2. Academic Validation
  3. Immunomodulatory activity of 4-(Benzyloxy)phenol facilitates intracellular mycobacterial clearance through p53 mediated IL-35 signaling dependent JAK1/STAT3 pathway in human macrophages

Immunomodulatory activity of 4-(Benzyloxy)phenol facilitates intracellular mycobacterial clearance through p53 mediated IL-35 signaling dependent JAK1/STAT3 pathway in human macrophages

  • Immunol Res. 2025 Jun 26;73(1):99. doi: 10.1007/s12026-025-09657-y.
Lincoln Naik 1 Salina Patel 1 Mousumi Das 1 Dev Kiran Nayak 1 Pramathesh Kumar Dandsena 1 Mustafeez Ali Quaderi 1 Ashish Kumar 1 Amit Mishra 2 Ramandeep Singh 3 Abtar Mishra # 4 5 Rohan Dhiman # 6
Affiliations

Affiliations

  • 1 Laboratory of Mycobacterial Immunology, Department of Life Science, National Institute of Technology, Rourkela, 769008, Odisha, India.
  • 2 Cellular and Molecular Neurobiology Unit, Indian Institute of Technology Jodhpur, Rajasthan, 342011, India.
  • 3 Tuberculosis Research Laboratory, Faridabad-Gurugram Expressway, Translational Health Science and Technology Institute, NCR Biotech Science Cluster, 3Rd Milestone, PO Box # 4, Faridabad, 121001, Haryana, India.
  • 4 Laboratory of Mycobacterial Immunology, Department of Life Science, National Institute of Technology, Rourkela, 769008, Odisha, India. avtar.mishra016@gmail.com.
  • 5 Department of Comparative Pathobiology, College of Veterinary Medicine, Purdue University, West Lafayette Campus, USA. avtar.mishra016@gmail.com.
  • 6 Laboratory of Mycobacterial Immunology, Department of Life Science, National Institute of Technology, Rourkela, 769008, Odisha, India. dhimanr@nitrkl.ac.in.
  • # Contributed equally.
PMID: 40571857 DOI: 10.1007/s12026-025-09657-y
Abstract

Mycobacterium tuberculosis (M. tuberculosis), the causative agent of tuberculosis (TB), modulates host immune responses by regulating various cytokines.
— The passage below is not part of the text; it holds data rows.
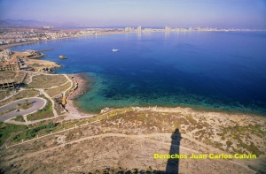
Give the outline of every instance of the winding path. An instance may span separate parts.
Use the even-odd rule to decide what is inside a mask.
[[[33,103],[33,106],[27,109],[27,110],[20,110],[20,111],[16,112],[15,110],[8,112],[10,110],[16,109],[18,104],[25,103],[25,100],[28,100],[29,103]],[[34,113],[38,110],[43,109],[46,105],[46,100],[40,98],[40,97],[31,97],[31,98],[24,98],[20,100],[14,101],[9,104],[0,107],[0,113],[8,112],[4,115],[0,116],[0,121],[4,122],[8,119],[16,117],[17,116],[24,116]]]

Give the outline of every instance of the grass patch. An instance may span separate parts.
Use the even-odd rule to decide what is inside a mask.
[[[38,110],[36,112],[27,115],[27,119],[28,121],[38,120],[38,119],[53,117],[51,102],[49,99],[47,99],[46,97],[43,97],[43,98],[44,98],[47,101],[46,105],[44,106],[43,109]]]
[[[47,125],[41,125],[39,126],[27,129],[23,132],[17,133],[12,137],[13,142],[20,142],[22,140],[30,140],[35,138],[37,135],[48,134],[58,125],[58,123],[48,123]]]
[[[20,91],[20,93],[13,95],[12,97],[11,97],[11,98],[9,98],[5,101],[1,102],[0,106],[4,106],[4,105],[8,104],[8,103],[10,103],[13,101],[20,100],[20,99],[22,99],[22,98],[29,98],[29,97],[36,96],[36,95],[39,95],[39,93],[40,93],[39,91],[36,91],[36,90],[34,90],[34,89]]]
[[[45,92],[51,96],[53,97],[57,95],[61,94],[63,91],[66,91],[67,88],[71,87],[71,83],[68,82],[66,85],[60,86],[56,88],[51,88],[51,89],[46,89]]]
[[[27,125],[0,123],[0,146],[2,146],[12,134],[27,129]]]
[[[11,94],[10,89],[4,89],[0,91],[0,100],[4,99],[5,97],[9,96]]]
[[[29,88],[48,88],[59,86],[66,82],[63,75],[37,75],[32,78],[32,82],[27,85]]]
[[[0,72],[0,80],[5,79],[14,79],[16,76],[16,72]]]
[[[14,121],[20,121],[20,122],[25,122],[24,118],[22,116],[17,116],[15,118],[13,118],[12,120]]]

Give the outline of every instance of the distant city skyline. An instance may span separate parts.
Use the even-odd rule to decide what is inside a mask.
[[[266,28],[265,0],[0,0],[0,19],[84,26]]]

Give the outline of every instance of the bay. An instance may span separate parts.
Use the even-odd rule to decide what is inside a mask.
[[[265,32],[110,34],[20,45],[44,49],[57,73],[87,72],[90,90],[75,101],[105,107],[166,106],[266,115]],[[111,52],[112,49],[119,52]],[[59,55],[67,59],[59,59]]]

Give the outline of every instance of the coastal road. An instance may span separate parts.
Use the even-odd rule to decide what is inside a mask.
[[[16,110],[18,104],[22,104],[26,102],[25,99],[17,100],[9,104],[0,107],[0,113],[8,112],[10,110]],[[17,116],[23,116],[33,113],[40,109],[43,109],[46,104],[46,100],[40,97],[31,97],[27,99],[28,100],[28,103],[33,103],[32,107],[27,110],[20,110],[18,112],[13,110],[8,113],[4,113],[4,115],[0,115],[0,121],[4,122],[5,120],[16,117]]]

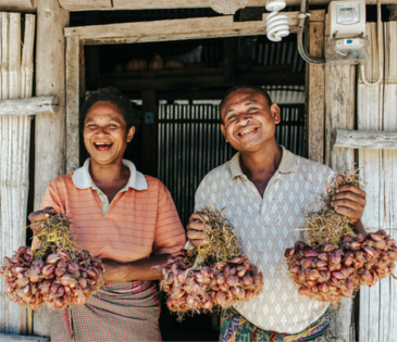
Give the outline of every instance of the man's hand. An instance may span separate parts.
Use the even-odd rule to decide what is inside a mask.
[[[111,259],[102,259],[104,266],[103,280],[106,283],[125,282],[128,279],[128,269],[124,264]]]
[[[125,282],[134,280],[158,280],[161,278],[161,265],[170,257],[170,253],[144,257],[131,263],[117,263],[102,259],[104,282]]]
[[[206,224],[208,220],[209,217],[206,214],[191,214],[189,223],[187,225],[187,239],[194,246],[201,246],[207,244],[203,231],[210,228],[209,225]]]
[[[51,215],[55,215],[57,212],[52,206],[46,206],[42,211],[33,212],[29,214],[28,219],[30,221],[30,229],[36,235],[39,232],[38,225],[36,223],[45,220]]]
[[[334,194],[332,206],[338,214],[350,218],[351,226],[356,226],[361,219],[365,207],[365,192],[353,185],[339,187]]]

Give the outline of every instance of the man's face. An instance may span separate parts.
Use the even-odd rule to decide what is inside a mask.
[[[256,152],[266,142],[275,141],[275,125],[280,123],[280,107],[259,91],[241,88],[233,91],[221,107],[221,130],[233,148]]]

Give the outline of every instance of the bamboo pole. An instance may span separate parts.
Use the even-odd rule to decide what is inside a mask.
[[[69,12],[54,0],[37,0],[36,96],[57,96],[57,114],[37,116],[35,132],[35,199],[38,210],[48,183],[65,173],[65,40]],[[34,314],[34,333],[48,335],[50,312]]]
[[[5,99],[32,96],[34,15],[25,17],[24,41],[21,40],[21,14],[0,13],[0,103]],[[22,60],[21,60],[21,48]],[[4,101],[5,100],[5,101]],[[1,105],[1,104],[0,104]],[[1,255],[12,255],[26,244],[26,206],[28,193],[28,153],[30,141],[29,116],[0,117],[0,233]],[[3,282],[0,286],[4,301],[0,302],[0,329],[9,333],[29,333],[25,307],[9,303]]]

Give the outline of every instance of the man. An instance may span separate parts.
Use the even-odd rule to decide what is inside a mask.
[[[275,140],[280,107],[258,87],[231,89],[220,104],[221,130],[238,153],[210,172],[196,192],[196,210],[222,210],[235,227],[243,250],[263,273],[261,294],[235,305],[221,318],[221,341],[323,341],[330,335],[326,304],[298,294],[289,279],[284,251],[303,239],[305,208],[325,193],[333,172],[293,154]],[[336,212],[364,232],[360,218],[365,193],[343,186],[334,197]],[[193,214],[187,237],[206,243],[207,226]]]

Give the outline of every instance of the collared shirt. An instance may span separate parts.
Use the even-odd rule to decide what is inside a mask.
[[[41,208],[52,206],[69,215],[78,245],[94,256],[126,263],[181,250],[185,230],[170,192],[160,180],[138,173],[133,163],[123,163],[131,176],[111,203],[94,183],[88,160],[51,181]]]
[[[102,204],[102,213],[103,216],[107,214],[108,207],[109,207],[109,199],[108,197],[102,192],[101,189],[99,189],[92,181],[91,175],[89,174],[89,163],[90,159],[86,160],[84,162],[84,165],[76,169],[73,173],[72,180],[73,183],[78,189],[88,189],[91,188],[92,190],[96,190]],[[136,167],[134,163],[123,160],[123,165],[128,167],[129,169],[129,179],[128,182],[125,185],[123,189],[121,189],[119,192],[127,191],[128,188],[133,188],[135,190],[146,190],[148,189],[148,183],[145,179],[145,176],[136,170]],[[117,192],[117,193],[119,193]]]
[[[282,149],[281,164],[263,198],[243,174],[237,153],[201,181],[196,210],[202,205],[224,208],[222,215],[234,226],[243,251],[263,273],[262,292],[235,308],[263,330],[296,333],[319,319],[327,305],[298,294],[284,252],[305,238],[297,230],[305,225],[305,212],[325,193],[334,174],[325,165]]]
Precise regulation of these cytokines renders the host pathogen-free, whereas their dysregulation increases the susceptibility to Infection. Hence, induction of host protective cytokines using immunomodulators to promote M. tuberculosis clearance has a rewarding impact in the context of TB treatment. This study explored the immunomodulatory activity of 4-(Benzyloxy)phenol (4-BOP) in mycobacteria infected differentiated THP-1 cells through IL-35 (an anti-inflammatory cytokine) production. Initially, we observed an increased mRNA and protein level expression of IL-35 and its cognate receptor upon 4-BOP treatment in mycobacteria-infected dTHP-1 cells. IL-35 receptor activation further led to phosphorylation of JAK1/STAT3, culminating in increased phagosome-lysosome fusion through elevation of intracellular CA2+ level. Blocking IL-35 receptors using siRNA-mediated approach against IL-12Rβ2 and gp130 or the JAK1/STAT3 associated signaling with specific inhibitors like Baricitinib and Stattic promoted the intracellular mycobacterial survival by compromising CA2+-phagosome-lysosome fusion pathway. Further, we identified a direct regulatory role of p53 (known to be activated by 4-BOP) on IL-35 production, and inhibition of p53 using PFT-α surprisingly abrogated the IL-35 mediated signaling axis. Collectively, our results demonstrated a host defensive role of 4-BOP-induced IL-35 signaling in mycobacteria-infected dTHP-1 cells through the JAK1/STAT3 mediated CA2+-phagosome-lysosome fusion pathway. These results suggest that 4-BOP may serve as a potent HDT candidate for regulating inflammation and enhancing host defense in TB Infection.

Keywords

4-BOP; Ca2+; IL-35; JAK1/STAT3; Mycobacteria; Phagosome-lysosome fusion.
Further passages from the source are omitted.